Em vez de redesenhar essas fronteiras aos poucos, à medida que se realocasse as populações, Louis Mountbatten, o último vice-rei da Índia (e o tio do príncipe Philip que aparece bastante em "The Crown"), decidiu liberar o subcontinente de uma vez. O portão da encrenca se escancarou.
No início, hindus se voltaram contra muçulmanos, acusando-os de terem dividido o país. Depois, houve retaliação, e os ciclos de vingança se esparramaram.
As ondas de violência não poupavam nem colunas de refugiados. Paravam trens que transportavam pessoas deslocadas e os transformavam em trens fantasmas, carregando nada mais que cadáveres.
Gandhi fez greve de fome para protestar, o que surtiu efeito, pelo menos em Bengala. Mas ele acabou assassinado por um radical hindu em 1948.
Cerca de 14 milhões de pessoas fugiram de suas casas: 7,3 milhões de hindus e sikhs deixaram o Paquistão e 7,2 milhões deixaram a Índia. Os expurgos de 1947 mataram 500 mil pessoas.
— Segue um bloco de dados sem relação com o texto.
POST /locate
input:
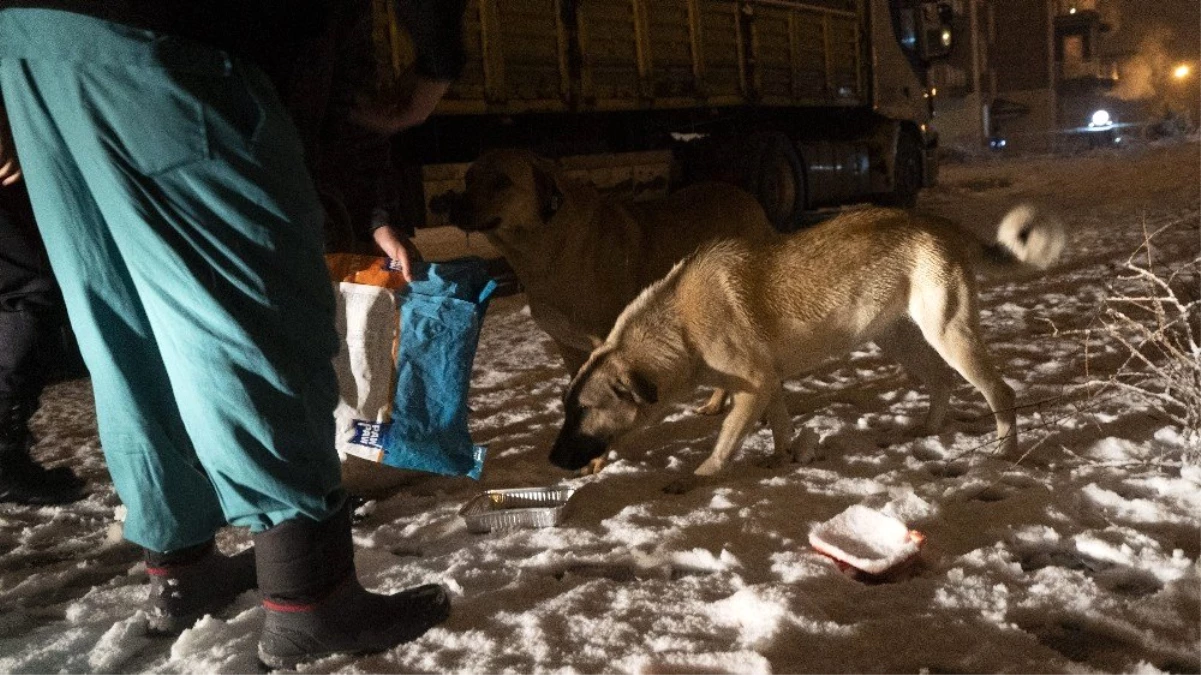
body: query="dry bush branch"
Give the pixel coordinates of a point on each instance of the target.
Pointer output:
(1152, 315)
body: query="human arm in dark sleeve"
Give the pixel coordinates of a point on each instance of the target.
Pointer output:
(436, 30)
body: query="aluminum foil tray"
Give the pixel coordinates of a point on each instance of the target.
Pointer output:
(520, 507)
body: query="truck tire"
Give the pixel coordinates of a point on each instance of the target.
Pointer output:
(765, 165)
(778, 180)
(907, 172)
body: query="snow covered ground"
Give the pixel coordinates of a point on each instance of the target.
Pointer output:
(1083, 559)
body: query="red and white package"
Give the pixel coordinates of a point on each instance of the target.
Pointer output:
(866, 539)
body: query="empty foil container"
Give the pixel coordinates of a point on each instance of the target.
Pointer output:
(519, 507)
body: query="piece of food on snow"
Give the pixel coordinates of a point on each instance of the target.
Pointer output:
(866, 539)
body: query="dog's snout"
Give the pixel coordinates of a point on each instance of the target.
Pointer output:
(573, 452)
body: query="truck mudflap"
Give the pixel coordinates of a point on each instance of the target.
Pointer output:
(930, 175)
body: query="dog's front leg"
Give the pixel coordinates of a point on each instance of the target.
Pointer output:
(746, 408)
(781, 423)
(715, 405)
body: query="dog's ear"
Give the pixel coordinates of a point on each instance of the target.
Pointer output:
(545, 183)
(637, 388)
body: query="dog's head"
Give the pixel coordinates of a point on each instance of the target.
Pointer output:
(607, 399)
(508, 191)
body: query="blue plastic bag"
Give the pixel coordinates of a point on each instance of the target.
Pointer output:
(441, 312)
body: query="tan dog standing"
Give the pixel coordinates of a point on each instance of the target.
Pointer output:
(583, 257)
(744, 317)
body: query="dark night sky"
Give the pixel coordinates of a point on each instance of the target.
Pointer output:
(1182, 18)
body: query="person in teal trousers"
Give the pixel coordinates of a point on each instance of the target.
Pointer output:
(169, 189)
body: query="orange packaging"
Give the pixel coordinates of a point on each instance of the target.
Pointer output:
(368, 270)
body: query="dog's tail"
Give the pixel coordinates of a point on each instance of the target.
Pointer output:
(1027, 239)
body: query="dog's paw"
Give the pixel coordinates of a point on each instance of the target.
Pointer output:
(774, 460)
(805, 447)
(713, 406)
(681, 485)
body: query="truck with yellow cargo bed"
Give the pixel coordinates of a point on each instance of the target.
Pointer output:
(806, 105)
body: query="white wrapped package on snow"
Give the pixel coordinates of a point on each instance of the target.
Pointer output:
(866, 539)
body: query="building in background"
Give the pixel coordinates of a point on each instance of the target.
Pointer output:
(1031, 73)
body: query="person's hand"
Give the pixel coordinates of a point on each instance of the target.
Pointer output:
(387, 119)
(10, 168)
(398, 248)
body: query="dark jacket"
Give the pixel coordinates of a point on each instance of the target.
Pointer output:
(320, 53)
(352, 166)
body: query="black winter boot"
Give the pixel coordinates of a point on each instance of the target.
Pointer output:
(22, 479)
(187, 584)
(315, 604)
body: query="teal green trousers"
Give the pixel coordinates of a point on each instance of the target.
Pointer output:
(169, 186)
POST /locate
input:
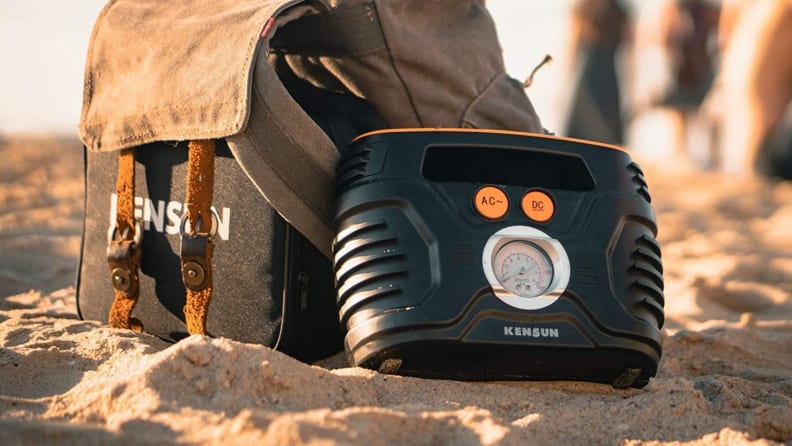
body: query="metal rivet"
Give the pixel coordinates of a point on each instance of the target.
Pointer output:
(193, 274)
(122, 280)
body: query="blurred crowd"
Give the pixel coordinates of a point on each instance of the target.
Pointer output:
(718, 73)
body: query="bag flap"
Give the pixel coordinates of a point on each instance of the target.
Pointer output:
(174, 70)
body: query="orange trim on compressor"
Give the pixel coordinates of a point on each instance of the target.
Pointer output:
(490, 131)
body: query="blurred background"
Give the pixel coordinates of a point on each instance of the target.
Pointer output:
(653, 76)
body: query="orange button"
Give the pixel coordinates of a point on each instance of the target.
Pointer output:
(538, 206)
(491, 202)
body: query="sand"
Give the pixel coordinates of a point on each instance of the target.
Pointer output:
(725, 377)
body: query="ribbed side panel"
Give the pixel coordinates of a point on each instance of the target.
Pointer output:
(647, 272)
(369, 265)
(642, 187)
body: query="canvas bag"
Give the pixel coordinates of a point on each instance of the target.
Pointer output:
(204, 71)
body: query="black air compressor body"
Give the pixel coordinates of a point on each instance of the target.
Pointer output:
(488, 255)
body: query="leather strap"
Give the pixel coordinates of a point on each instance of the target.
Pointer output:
(198, 229)
(123, 250)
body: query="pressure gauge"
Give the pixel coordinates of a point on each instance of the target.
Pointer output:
(523, 269)
(526, 268)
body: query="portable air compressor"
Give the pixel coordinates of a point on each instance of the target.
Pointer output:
(492, 255)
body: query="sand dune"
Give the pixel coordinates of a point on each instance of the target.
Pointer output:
(725, 376)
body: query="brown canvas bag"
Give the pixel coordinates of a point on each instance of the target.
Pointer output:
(229, 73)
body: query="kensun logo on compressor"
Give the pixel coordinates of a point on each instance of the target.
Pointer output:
(165, 216)
(530, 332)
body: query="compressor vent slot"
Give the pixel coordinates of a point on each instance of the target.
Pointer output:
(352, 168)
(640, 181)
(647, 271)
(369, 264)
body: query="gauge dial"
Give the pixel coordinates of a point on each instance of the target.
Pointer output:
(523, 269)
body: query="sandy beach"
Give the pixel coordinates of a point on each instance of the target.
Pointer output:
(725, 377)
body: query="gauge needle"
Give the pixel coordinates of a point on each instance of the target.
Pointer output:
(521, 272)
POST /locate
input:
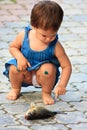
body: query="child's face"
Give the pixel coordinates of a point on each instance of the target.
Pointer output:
(45, 36)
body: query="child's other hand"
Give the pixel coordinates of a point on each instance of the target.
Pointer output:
(59, 90)
(22, 64)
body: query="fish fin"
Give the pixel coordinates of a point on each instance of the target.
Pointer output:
(32, 105)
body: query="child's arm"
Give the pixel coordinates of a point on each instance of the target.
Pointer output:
(14, 49)
(66, 70)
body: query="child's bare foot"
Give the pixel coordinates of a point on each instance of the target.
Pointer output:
(47, 99)
(13, 94)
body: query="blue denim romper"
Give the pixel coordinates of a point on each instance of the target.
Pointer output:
(35, 58)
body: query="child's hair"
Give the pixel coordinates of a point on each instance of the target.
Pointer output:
(46, 14)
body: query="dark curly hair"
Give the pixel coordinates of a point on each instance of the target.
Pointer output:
(46, 14)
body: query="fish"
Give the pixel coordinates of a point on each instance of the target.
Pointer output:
(38, 112)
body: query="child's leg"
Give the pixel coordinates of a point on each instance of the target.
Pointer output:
(16, 79)
(46, 76)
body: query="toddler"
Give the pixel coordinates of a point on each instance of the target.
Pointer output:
(38, 51)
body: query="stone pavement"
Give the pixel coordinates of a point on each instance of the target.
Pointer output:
(73, 35)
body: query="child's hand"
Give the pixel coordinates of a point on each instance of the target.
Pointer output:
(22, 64)
(59, 90)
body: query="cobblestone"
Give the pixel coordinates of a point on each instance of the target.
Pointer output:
(73, 36)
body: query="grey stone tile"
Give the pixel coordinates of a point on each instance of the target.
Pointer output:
(71, 117)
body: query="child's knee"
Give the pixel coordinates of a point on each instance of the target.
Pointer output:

Além disso, a divisão criou uma das fronteiras mais voláteis do mundo, que reverberaria pelas décadas seguintes. Índia e Paquistão se estranharam diversas vezes pelo controle da Caxemira, numa rixa que nos anos 1950 ganhou as onipresentes cores da Guerra Fria, com o Paquistão aliado à União Soviética e a Índia, aos Estados Unidos.
Em 1971, nova ruptura. Apoiados pela Índia, os separatistas do Paquistão Oriental declararam independência e mudaram o nome do país para Bangladesh.
Lahore, capital da província paquistanesa do Punjab, é hoje a segunda maior cidade do Paquistão. Centro cultural milenar, com uma mancha urbana de 14 milhões de habitantes, essa megalópole ainda reflete as tensões entre os vizinhos. No ano passado, o Punjab foi o recordista no país de casos de intolerância religiosa.
São dois países que têm bombas atômicas. Infelizmente, nem tudo dá para resolver como uma simples disputa de bairro por um ponto comercial.